Wat is de betekenis van klanknabootsing?

2025-07-23
Groot woordenboek der Nederlandse taal

Van Dale Uitgevers (1950)

Klanknabootsing

v. (-en), (taalk.) 1. onomatopoësis, vorming van woorden door natuurgeluiden na te bootsen; 2. klanknabootsend woord, onomatopee, zoals miauwen, hinniken, rommelen, ratelen ; (dichtk.) het nabootsen van zeker geluid in gehele zinnen, als: de donder davert enz.

2025-07-23
Nederlandstalige WikiWoordenboek

Wiktionary (2019)

klanknabootsing

klanknabootsing - Zelfstandignaamwoord 1. het (proberen) een zelfde geluid te produceren Sommige vogels kunnen zeer geloofwaardige klanknabootsingen maken, zoals papegaaien die menselijke spraak imiteren. 2. een woord dat is ontstaan uit het proberen een geluid na te doen ...

2025-07-23
Nederlands Logopedisch Lexicon

L.J.M. Bogaert (2007)

Klanknabootsing

(o.), → onomatopee.

2025-07-23
Zuid-afrikaans woordenboek

H.J. Terblanche - M.A., D. Litt

klanknabootsing

onomatopee, die na-aap van gehoorde klanke; woord wat ‘n klanknabootsende geluid het.

2025-07-23
Verklarend handwoordenboek der Nederlandse taal

M. J. Koenen's (1937)

klanknabootsing

v. -en (het nabootsen van gehoorde klanken; klanknabootsend geluid, woord; onomatopee).

2025-07-23
Katholieke Encyclopaedie

Uitgeverij Joost van den Vondel (1933-1939)

Klanknabootsing

→ Onomatopee.

2025-07-23
Modern Woordenboek

Jozef Verschueren (1930)

klanknabootsing

v. (-en) 1. klanknabootsend geluid, woord : hinniken, miauwen zijn -en.
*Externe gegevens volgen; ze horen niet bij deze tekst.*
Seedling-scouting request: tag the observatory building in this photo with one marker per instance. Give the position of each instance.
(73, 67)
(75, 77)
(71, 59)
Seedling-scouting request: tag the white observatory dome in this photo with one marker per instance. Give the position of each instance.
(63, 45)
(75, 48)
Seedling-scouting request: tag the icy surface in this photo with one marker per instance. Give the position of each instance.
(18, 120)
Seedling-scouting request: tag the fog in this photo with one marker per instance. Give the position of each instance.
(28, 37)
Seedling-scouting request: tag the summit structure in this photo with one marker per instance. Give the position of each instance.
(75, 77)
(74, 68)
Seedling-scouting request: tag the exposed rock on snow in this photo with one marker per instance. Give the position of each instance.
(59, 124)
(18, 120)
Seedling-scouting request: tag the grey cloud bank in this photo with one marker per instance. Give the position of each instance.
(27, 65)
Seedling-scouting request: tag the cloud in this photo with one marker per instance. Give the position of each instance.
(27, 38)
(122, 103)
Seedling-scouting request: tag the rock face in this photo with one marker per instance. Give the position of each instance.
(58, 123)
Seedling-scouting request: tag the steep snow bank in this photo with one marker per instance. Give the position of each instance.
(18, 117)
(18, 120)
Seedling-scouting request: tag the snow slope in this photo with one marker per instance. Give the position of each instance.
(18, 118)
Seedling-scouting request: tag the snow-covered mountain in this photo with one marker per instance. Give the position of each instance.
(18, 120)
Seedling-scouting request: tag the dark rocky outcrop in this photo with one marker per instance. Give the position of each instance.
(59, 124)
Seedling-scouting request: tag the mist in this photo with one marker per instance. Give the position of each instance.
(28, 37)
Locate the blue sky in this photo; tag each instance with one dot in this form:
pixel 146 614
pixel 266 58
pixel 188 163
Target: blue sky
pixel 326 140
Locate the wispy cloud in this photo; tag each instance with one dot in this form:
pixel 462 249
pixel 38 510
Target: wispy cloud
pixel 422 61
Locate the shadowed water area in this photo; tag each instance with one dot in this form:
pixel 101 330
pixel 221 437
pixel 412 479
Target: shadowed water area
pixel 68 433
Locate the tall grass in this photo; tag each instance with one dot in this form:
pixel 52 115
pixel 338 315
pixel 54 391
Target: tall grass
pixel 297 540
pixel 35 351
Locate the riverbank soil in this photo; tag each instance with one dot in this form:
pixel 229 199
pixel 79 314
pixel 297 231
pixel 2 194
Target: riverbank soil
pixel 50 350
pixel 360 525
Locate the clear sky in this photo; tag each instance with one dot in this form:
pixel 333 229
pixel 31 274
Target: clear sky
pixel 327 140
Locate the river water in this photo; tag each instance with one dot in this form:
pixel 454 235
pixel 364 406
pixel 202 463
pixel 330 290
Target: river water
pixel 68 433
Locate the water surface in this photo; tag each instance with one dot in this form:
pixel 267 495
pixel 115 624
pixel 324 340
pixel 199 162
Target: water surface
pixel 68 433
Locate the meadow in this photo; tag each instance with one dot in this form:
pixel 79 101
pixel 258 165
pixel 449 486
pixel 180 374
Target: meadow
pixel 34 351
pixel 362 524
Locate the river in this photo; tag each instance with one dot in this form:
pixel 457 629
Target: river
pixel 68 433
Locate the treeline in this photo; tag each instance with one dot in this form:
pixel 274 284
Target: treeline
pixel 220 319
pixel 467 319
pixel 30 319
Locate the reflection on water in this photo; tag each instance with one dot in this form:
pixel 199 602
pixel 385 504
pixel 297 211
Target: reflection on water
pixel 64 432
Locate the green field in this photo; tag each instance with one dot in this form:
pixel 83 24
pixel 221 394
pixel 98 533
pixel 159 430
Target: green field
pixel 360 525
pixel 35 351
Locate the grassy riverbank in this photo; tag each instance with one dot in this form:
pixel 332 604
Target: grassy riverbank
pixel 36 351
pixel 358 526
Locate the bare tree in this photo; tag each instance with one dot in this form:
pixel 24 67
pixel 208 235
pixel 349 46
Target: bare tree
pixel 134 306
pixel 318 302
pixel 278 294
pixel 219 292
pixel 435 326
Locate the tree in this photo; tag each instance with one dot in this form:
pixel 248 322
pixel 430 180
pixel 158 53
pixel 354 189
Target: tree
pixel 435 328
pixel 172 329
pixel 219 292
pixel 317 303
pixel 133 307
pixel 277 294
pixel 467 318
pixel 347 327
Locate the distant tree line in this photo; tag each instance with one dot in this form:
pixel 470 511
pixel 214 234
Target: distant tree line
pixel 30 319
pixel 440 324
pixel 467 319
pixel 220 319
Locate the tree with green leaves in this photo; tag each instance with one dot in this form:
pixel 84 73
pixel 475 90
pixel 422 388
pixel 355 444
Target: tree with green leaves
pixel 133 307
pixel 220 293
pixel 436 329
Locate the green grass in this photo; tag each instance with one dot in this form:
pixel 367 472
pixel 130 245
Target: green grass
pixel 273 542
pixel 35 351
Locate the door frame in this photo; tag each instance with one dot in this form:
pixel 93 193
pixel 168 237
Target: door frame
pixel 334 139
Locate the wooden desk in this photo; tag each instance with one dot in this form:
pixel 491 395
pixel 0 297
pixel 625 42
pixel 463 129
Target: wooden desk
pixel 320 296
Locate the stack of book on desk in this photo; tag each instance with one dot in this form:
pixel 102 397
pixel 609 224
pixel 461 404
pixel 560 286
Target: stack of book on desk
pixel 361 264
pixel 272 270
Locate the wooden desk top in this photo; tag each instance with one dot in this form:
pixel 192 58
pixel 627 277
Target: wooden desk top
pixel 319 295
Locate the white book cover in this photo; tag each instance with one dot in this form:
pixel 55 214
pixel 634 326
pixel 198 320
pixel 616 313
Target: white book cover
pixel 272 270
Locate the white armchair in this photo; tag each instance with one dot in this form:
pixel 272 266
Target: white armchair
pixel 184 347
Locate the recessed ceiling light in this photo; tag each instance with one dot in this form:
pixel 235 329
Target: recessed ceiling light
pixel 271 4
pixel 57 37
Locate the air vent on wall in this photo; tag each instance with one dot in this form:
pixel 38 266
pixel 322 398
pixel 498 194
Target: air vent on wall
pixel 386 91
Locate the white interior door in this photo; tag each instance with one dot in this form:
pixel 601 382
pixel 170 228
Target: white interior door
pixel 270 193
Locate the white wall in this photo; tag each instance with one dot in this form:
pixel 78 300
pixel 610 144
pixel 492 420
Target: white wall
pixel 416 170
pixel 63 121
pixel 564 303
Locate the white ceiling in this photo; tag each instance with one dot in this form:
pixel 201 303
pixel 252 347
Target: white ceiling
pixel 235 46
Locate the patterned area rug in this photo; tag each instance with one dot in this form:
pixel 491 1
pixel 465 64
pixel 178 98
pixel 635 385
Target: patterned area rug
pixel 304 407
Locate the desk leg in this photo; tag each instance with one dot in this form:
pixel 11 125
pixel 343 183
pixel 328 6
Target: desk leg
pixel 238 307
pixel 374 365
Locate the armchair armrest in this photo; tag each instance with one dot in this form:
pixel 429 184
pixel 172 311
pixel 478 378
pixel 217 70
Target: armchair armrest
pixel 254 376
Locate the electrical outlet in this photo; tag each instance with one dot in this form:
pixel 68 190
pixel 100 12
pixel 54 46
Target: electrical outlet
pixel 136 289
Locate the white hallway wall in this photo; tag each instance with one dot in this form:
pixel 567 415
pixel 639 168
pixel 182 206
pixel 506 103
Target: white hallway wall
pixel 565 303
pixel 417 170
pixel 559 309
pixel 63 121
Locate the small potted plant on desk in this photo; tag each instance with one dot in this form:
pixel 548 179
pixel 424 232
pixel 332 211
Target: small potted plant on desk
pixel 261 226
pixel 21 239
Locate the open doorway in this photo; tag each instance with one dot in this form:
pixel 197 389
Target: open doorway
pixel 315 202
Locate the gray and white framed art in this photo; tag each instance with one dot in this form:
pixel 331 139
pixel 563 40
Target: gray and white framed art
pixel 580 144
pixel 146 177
Syn. onomatopee. 2. nabootsing van een geluid in een gehele zin : men hoort een nl. het galopperen der paarden in het volgende vers : „Men draalde het bos op en neer, neer en op”.

2025-07-23
Oosthoek Encyclopedie

Oosthoek's Uitgevers Mij. N.V (1916-1925)

klanknabootsing

v. (-en), (taalkunde) 1. onomatopoësis, vorming van woorden door natuurgeluiden na te bootsen; 2. klanknabootsend woord, onomatopee, zoals miauwen, hinneken, rommelen, ratelen.